Discovering how to consistently and reliably find a binding mechanism for drug targets has challenged researchers for years. Now, there is a new method that researchers can use to discover the optimum molecular binding of a drug to a target cell. Molecule binding is a critical factor in determining how well a drug will work in a living organism. For a binding to occur, a drug must be able to physically attach to its target protein and have an electrostatic attraction to bind them together. When molecular binding occurs, it is called intermolecular force. Intermolecular force is obtained by a chemical bond created when the atoms physically attach to each other through electrostatic attraction.
All atoms are composed of a nucleus that has a positive electric charge, which is then surrounded by electrons that have a negative electric charge. Atoms naturally seek to obtain an electrically neutral status by absorbing, discarding, or sharing electrons with another atom. When they share electrons with another atom, they form a chemical bond called an intramolecular force. Atoms form together in a specific structure to create a molecule — in this case, a drug molecule — which then seeks to attach to a specific target protein, or receptor molecule, that is a part of the cell it is intended to interact with and deliver the drug.

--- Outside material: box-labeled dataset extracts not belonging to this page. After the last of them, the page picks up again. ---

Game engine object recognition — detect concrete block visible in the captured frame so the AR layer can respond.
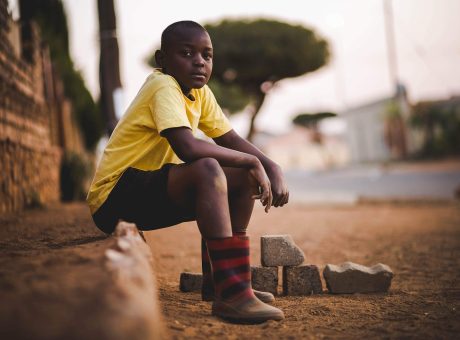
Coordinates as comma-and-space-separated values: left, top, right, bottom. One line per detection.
283, 265, 323, 295
179, 272, 203, 292
251, 267, 278, 295
323, 262, 394, 294
260, 235, 305, 267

The strength of the molecular binding between the drug and the drug-receptor of a cell establishes how well the drug will do its job. Specialized lab equipment called an isothermal titration calorimeter can be used to determine how strong the molecular binding is for any given drug. This process is called isothermal titration calorimetry (ITC).
An isothermal titration calorimeter is comprised of two identical metal alloy or gold cells that are thermally efficient at conducting electricity, as well as chemically inert. These cells are then encased in an adiabatic jacket. Specialized electric circuits are used to observe temperature differences between the reference cell, which is either filled with water or a buffering agent, and the sample cell containing the drug molecule, which is already attached through molecular binding to the target cell molecule.

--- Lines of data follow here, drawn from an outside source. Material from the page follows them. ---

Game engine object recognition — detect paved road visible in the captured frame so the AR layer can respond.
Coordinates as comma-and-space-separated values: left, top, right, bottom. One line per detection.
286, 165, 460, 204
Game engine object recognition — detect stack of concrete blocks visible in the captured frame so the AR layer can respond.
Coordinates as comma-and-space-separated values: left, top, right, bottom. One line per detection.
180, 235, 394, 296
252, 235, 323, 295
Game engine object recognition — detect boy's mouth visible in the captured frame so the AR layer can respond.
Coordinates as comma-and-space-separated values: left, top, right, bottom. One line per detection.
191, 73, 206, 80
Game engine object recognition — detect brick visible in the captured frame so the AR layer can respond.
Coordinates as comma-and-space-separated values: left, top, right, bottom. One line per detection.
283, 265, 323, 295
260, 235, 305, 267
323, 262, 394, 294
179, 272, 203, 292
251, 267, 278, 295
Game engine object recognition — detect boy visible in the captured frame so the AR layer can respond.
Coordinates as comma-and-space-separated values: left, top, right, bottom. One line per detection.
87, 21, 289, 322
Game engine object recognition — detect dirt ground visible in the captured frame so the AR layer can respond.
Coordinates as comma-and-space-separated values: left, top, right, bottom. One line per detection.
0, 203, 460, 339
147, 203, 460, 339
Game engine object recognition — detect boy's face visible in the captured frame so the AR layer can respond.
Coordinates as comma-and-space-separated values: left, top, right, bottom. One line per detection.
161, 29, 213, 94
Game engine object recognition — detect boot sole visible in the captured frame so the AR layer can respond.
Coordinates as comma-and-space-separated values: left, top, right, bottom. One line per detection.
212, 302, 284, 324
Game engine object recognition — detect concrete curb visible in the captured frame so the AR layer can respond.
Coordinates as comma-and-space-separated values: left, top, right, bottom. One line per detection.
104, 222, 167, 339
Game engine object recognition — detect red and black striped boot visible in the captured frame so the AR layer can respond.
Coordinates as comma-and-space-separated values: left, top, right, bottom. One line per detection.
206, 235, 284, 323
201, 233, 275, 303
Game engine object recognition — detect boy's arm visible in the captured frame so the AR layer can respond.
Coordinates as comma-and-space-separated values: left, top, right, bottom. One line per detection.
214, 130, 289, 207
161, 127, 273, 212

Then, a special molecule that binds to metal, called a ligand, is introduced into the reference cell, causing an exothermic reaction that heats the reference cell, which then activates a feedback circuit that heats the sample cell in precise measurements. The exothermic observations are plotted on a graph and a formula is created to determine how much power is needed to maintain equal temperatures between the sample and the reference cells versus time.
When evaluating the strengths of these challenging interactions, certain technologies offer superior measuring techniques for in-solution binding affinities. Monolith is a cutting-edge technique that eases the volume requirements of standard approaches like isothermal calorimetry and distinguishes the binding affinity of ligands for specific proteins.
With the thermodynamics of the molecular binding, researchers can discover more ways to improve the molecular binding of medicinal compounds, which, in turn, can provide the ability to discover new drugs that will be more efficacious when administered to patients suffering from forms of various illnesses.